The Marble Faun Volume 1 - Page 93/130

"There are sermons in stones," said Hilda thoughtfully, smiling at

Kenyon's morality; "and especially in the stones of Rome."

The party moved on, but deviated a little from the straight way, in

order to glance at the ponderous remains of the temple of Mars Ultot,

within which a convent of nuns is now established,--a dove-cote, in the

war-god's mansion. At only a little distance, they passed the portico

of a Temple of Minerva, most rich and beautiful in architecture, but

woefully gnawed by time and shattered by violence, besides being buried

midway in the accumulation of soil, that rises over dead Rome like a

flood tide. Within this edifice of antique sanctity, a baker's shop

was now established, with an entrance on one side; for, everywhere, the

remnants of old grandeur and divinity have been made available for the

meanest necessities of today.

"The baker is just drawing his loaves out of the oven," remarked Kenyon.

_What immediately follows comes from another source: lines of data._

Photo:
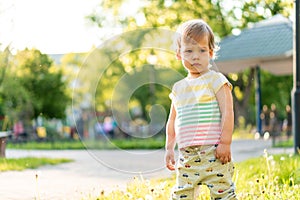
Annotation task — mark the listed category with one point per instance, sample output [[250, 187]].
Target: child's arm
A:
[[170, 140], [224, 97]]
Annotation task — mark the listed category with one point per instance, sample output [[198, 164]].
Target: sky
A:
[[52, 26]]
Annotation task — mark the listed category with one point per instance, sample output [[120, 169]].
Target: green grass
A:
[[18, 164], [264, 178], [285, 143]]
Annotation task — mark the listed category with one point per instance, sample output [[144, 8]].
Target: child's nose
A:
[[195, 56]]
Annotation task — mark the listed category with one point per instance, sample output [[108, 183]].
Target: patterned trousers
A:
[[198, 166]]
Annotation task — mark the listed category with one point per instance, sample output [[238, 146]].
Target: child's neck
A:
[[192, 75]]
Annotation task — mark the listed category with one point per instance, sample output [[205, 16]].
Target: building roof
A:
[[268, 44]]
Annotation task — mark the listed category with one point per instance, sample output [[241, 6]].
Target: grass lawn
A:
[[18, 164], [265, 178], [135, 143]]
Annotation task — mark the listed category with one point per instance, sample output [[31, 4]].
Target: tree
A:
[[43, 82], [224, 19]]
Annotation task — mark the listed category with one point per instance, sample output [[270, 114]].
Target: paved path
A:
[[94, 171]]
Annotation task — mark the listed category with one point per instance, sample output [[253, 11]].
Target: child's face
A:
[[195, 56]]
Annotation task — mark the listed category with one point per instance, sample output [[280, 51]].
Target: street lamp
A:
[[296, 88]]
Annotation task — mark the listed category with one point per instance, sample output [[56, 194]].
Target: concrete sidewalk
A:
[[95, 171]]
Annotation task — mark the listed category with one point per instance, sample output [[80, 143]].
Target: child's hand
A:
[[223, 153], [170, 161]]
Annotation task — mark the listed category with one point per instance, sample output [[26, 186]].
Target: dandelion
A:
[[148, 197]]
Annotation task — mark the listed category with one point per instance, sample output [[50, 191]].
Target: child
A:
[[200, 120]]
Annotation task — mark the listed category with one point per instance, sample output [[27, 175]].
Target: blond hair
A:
[[194, 30]]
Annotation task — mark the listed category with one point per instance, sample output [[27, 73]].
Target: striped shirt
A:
[[198, 118]]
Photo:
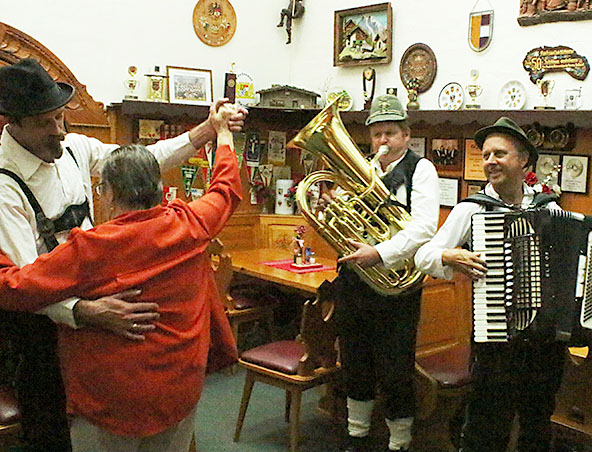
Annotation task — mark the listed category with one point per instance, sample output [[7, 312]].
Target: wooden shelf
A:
[[193, 113]]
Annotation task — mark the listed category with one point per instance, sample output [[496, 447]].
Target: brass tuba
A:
[[365, 214]]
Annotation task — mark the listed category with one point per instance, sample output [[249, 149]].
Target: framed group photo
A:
[[574, 173], [190, 86], [547, 169], [363, 35], [446, 154]]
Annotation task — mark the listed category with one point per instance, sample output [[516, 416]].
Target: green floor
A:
[[264, 429]]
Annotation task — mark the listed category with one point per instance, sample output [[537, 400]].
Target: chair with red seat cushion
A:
[[10, 418], [442, 382], [246, 303], [295, 366]]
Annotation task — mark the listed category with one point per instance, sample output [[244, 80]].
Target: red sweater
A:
[[138, 388]]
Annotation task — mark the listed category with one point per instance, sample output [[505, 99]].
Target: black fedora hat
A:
[[506, 126], [26, 89]]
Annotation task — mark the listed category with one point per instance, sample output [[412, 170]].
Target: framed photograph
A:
[[363, 35], [417, 145], [473, 161], [574, 173], [446, 154], [448, 192], [190, 86], [475, 188], [547, 169]]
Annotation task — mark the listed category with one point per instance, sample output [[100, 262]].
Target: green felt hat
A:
[[386, 108], [506, 126]]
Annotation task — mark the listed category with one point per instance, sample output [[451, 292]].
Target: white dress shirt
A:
[[425, 209], [56, 186], [456, 231]]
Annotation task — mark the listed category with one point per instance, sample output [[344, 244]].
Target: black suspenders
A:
[[72, 217]]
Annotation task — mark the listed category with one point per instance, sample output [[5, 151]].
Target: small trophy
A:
[[131, 83], [573, 99], [474, 91], [412, 92], [156, 85], [546, 88]]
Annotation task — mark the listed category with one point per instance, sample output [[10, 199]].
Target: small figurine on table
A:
[[295, 10]]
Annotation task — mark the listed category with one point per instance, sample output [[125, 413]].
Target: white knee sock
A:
[[400, 433], [358, 417]]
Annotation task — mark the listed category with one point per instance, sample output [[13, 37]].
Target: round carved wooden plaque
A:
[[214, 21], [418, 67]]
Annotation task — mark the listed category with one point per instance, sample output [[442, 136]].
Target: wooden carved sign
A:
[[541, 60]]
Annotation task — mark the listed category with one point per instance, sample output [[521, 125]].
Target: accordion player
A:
[[539, 274]]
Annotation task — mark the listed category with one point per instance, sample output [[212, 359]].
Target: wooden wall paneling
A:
[[84, 114], [446, 318], [241, 232]]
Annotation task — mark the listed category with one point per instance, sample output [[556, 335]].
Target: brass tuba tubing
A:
[[367, 202]]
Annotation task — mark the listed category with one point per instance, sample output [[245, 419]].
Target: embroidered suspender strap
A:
[[539, 200], [542, 199], [72, 155], [84, 206], [403, 174], [45, 226], [487, 201]]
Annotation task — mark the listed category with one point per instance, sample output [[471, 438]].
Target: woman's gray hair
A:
[[133, 175]]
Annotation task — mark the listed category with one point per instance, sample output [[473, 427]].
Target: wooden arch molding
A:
[[83, 113]]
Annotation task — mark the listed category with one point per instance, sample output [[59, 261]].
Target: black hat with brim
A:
[[506, 126], [26, 89]]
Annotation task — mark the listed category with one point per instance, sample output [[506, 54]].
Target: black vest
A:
[[402, 174]]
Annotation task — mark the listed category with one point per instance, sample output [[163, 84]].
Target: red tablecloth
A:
[[286, 265]]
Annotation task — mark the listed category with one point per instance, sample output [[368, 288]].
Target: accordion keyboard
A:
[[489, 293]]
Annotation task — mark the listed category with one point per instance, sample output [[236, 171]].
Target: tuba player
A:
[[377, 333]]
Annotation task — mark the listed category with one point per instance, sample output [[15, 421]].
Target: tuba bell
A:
[[363, 212]]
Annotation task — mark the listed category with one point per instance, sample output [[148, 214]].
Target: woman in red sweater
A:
[[139, 396]]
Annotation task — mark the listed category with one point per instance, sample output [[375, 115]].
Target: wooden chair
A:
[[245, 304], [295, 366], [10, 417], [442, 383], [572, 419]]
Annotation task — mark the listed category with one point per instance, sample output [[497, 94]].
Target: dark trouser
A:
[[377, 338], [522, 378], [39, 386]]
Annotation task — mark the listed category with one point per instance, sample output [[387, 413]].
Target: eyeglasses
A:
[[100, 188]]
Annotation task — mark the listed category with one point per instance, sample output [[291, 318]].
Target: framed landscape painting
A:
[[363, 35], [190, 86]]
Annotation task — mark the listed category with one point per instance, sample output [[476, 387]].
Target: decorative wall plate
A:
[[512, 96], [418, 66], [214, 22], [346, 103], [451, 97]]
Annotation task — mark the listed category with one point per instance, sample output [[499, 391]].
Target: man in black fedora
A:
[[522, 376], [45, 191]]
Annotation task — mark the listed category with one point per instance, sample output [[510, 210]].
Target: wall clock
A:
[[512, 95], [214, 21], [451, 97]]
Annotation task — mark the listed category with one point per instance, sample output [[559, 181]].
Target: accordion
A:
[[539, 275]]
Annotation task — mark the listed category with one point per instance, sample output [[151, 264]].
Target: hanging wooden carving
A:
[[214, 22], [533, 12], [541, 60]]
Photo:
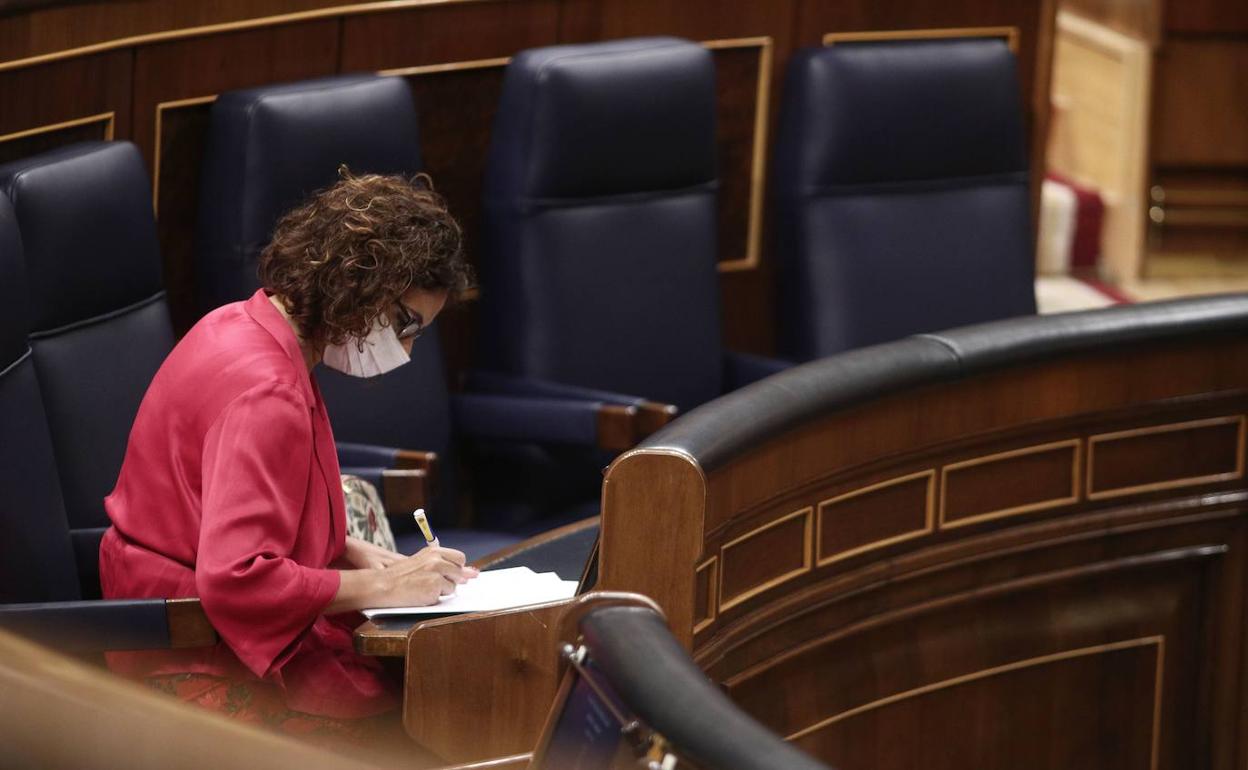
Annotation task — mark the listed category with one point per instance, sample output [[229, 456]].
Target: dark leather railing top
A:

"Do you smell how sour they are? I should fancy that Minerva (in revenge

for the desecration of her temple) had slyly poured vinegar into the

batch, if I did not know that the modern Romans prefer their bread in

the acetous fermentation."

They turned into the Via Alessandria, and thus gained the rear of the

Temple of Peace, and, passing beneath its great arches, pursued their

way along a hedge-bordered lane. In all probability, a stately Roman

street lay buried beneath that rustic-looking pathway; for they had now

emerged from the close and narrow avenues of the modern city, and were

treading on a soil where the seeds of antique grandeur had not yet

produced the squalid crop that elsewhere sprouts from them. Grassy as

the lane was, it skirted along heaps of shapeless ruin, and the bare

site of the vast temple that Hadrian planned and built. It terminated

on the edge of a somewhat abrupt descent, at the foot of which, with a

muddy ditch between, rose, in the bright moonlight, the great curving

wall and multitudinous arches of the Coliseum.